How are emergencies handled in a telemedicine session?

The AMA states that when a service is delivered using telemedicine, mechanisms to ensure continuity of care, follow-up care, and referrals for emergency services must be in place. According to the Federation of State Medical Boards (FSMB), an emergency plan is required. The physician must provide the plan to the patient when it is determined during the telemedicine session that a referral to an acute care facility or emergency department is necessary. The emergency plan should include a formal, written protocol appropriate to the services being rendered via telemedicine technologies.


What are the prescribing standards?

New Jersey places restrictions on prescribing treatment with Schedule II drugs.

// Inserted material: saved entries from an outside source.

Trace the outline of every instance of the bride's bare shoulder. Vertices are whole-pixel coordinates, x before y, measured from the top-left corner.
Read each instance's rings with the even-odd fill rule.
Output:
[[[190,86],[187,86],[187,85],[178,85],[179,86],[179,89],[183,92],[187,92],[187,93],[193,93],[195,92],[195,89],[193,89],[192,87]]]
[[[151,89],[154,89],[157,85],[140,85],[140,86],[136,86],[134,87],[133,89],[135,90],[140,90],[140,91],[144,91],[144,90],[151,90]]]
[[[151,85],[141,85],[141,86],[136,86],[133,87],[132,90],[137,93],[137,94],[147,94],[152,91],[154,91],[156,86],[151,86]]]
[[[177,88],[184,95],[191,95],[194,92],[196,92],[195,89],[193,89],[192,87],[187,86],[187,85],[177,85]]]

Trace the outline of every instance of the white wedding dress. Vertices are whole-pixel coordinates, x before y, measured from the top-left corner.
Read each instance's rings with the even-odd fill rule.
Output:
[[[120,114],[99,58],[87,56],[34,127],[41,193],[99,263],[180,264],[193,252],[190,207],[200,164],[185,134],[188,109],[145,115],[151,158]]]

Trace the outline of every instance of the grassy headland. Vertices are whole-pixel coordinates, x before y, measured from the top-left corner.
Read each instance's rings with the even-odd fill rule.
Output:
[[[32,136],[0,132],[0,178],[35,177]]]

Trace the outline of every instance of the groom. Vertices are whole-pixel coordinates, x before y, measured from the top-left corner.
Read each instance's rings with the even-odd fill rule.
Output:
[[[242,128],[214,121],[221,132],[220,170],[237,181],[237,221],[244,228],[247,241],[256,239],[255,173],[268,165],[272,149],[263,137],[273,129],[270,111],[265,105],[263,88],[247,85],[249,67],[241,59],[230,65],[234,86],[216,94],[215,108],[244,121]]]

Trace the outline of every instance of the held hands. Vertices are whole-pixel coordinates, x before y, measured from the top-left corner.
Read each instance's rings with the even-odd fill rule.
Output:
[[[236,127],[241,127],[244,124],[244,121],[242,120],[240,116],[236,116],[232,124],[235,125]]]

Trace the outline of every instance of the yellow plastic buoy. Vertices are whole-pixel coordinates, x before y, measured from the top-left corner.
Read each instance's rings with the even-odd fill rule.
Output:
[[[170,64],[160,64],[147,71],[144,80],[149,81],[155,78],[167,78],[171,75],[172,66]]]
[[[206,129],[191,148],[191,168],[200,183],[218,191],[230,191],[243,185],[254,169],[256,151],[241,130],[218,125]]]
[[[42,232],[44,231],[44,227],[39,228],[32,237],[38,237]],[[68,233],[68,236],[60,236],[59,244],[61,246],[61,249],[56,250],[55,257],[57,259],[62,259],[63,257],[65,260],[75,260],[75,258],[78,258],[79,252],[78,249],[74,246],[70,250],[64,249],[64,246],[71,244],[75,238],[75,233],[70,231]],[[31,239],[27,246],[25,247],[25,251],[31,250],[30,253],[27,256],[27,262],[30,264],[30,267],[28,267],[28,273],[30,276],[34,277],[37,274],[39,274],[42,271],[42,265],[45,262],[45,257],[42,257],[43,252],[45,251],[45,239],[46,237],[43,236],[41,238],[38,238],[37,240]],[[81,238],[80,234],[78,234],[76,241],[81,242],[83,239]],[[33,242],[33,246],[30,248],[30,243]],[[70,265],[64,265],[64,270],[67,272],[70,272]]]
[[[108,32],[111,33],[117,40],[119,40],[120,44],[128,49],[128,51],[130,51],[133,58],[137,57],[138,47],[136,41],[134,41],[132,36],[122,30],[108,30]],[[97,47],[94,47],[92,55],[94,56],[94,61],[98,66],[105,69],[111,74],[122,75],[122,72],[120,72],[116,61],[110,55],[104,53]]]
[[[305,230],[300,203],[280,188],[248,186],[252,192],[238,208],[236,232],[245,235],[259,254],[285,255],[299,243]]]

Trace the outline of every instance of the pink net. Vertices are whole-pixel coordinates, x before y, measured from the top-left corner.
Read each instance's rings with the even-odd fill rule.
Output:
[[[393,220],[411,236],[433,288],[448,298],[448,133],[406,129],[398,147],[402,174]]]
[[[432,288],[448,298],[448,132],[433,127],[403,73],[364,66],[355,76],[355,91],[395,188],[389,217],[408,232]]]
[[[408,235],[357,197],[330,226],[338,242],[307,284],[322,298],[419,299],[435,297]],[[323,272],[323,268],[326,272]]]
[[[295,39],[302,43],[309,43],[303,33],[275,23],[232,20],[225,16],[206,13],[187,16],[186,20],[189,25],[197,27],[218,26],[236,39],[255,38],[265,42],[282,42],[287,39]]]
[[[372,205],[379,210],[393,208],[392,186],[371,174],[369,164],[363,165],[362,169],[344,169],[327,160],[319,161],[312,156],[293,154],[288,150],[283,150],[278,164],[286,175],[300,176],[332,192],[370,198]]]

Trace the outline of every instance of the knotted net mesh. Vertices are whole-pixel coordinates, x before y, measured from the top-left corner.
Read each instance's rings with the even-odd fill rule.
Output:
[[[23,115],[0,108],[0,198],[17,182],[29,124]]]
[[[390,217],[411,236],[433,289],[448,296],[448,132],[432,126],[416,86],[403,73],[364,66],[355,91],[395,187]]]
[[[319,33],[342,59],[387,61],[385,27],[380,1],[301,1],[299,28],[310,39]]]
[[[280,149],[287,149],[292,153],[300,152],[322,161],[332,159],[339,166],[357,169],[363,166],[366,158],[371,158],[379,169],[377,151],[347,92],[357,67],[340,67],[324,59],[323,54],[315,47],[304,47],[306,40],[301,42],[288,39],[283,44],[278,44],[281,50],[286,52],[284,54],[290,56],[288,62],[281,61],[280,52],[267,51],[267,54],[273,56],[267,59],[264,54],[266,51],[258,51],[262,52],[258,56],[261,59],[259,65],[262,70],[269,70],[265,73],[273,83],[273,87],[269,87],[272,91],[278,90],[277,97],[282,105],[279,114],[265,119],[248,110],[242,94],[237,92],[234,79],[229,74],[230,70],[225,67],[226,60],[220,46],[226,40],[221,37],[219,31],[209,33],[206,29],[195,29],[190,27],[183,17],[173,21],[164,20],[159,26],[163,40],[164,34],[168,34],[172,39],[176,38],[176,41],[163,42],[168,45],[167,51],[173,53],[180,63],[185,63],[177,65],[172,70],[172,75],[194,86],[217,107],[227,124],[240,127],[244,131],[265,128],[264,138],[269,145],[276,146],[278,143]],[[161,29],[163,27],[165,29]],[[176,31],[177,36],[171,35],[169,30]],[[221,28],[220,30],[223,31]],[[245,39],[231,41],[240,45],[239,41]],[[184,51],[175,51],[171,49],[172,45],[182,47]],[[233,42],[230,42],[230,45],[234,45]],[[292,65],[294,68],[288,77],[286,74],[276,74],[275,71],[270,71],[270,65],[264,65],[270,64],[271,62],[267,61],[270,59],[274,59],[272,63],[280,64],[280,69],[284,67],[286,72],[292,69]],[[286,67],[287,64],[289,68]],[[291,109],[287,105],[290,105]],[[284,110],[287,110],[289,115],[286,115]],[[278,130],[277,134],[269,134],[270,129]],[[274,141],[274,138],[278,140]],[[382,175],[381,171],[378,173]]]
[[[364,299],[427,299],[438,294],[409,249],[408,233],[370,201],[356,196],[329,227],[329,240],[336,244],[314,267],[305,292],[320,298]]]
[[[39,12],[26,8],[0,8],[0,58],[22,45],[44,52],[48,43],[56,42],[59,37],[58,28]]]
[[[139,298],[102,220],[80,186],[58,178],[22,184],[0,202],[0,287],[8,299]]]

Any provider who prescribes a Schedule II controlled substance must initially do an in-person exam, along with a follow-up in-person exam every three months.

Note: The New Jersey in-person exam requirement does not apply to prescriptions for Schedule II controlled stimulant drugs for use by a patient under the age of 18 if:

  1. the provider uses interactive, real-time, two-way audio and video technologies; and
  2. he or she has obtained written consent from the minor patient’s parent or guardian to waive the in-person exam.

During COVID-19, the Drug and Enforcement Administration (DEA) disclosed new information.

…DEA has posted information on its website stating that it will not enforce restrictions on prescribing controlled substances via telemedicine during the national state of emergency related to the coronavirus disease 2019 pandemic. Find this information on DEA’s COVID-19 page, under the heading “Telemedicine.” Licensees are strongly encouraged to read the DEA’s guidance before implementing any changes to how they manage patients.”


Are there specific privacy and security guidelines for telehealth?

AMAThe AMA acknowledges that the delivery of telemedicine services must abide by laws addressing the privacy and security of patients’ medical information. Written policies and procedures should be maintained at the same standard as for traditional face-to-face encounters. Such policies and procedures should address:

  • privacy,
  • healthcare personnel who will process messages,
  • types of transactions that will be permitted electronically,
  • required patient information to be included in the communication, such as patient name, identification number, and type of transaction,
  • archival and retrieval of medical information, and
  • quality oversight mechanisms of the privacy and security process.

Policies and procedures should be periodically reviewed, evaluated, and maintained in an easily accessible location.

ATA: The ATA advises healthcare professionals who are providing telehealth services to ensure that workspaces are secure, private, reasonably soundproof, and have a lockable door to prevent unexpected entry. Efforts should be made to ensure privacy so provider discussions cannot be overheard by others outside of the room where the service is provided. If other people are in either the patient’s or the professional’s room, both the professional and patient must be made aware of the other person and agree to his or her presence.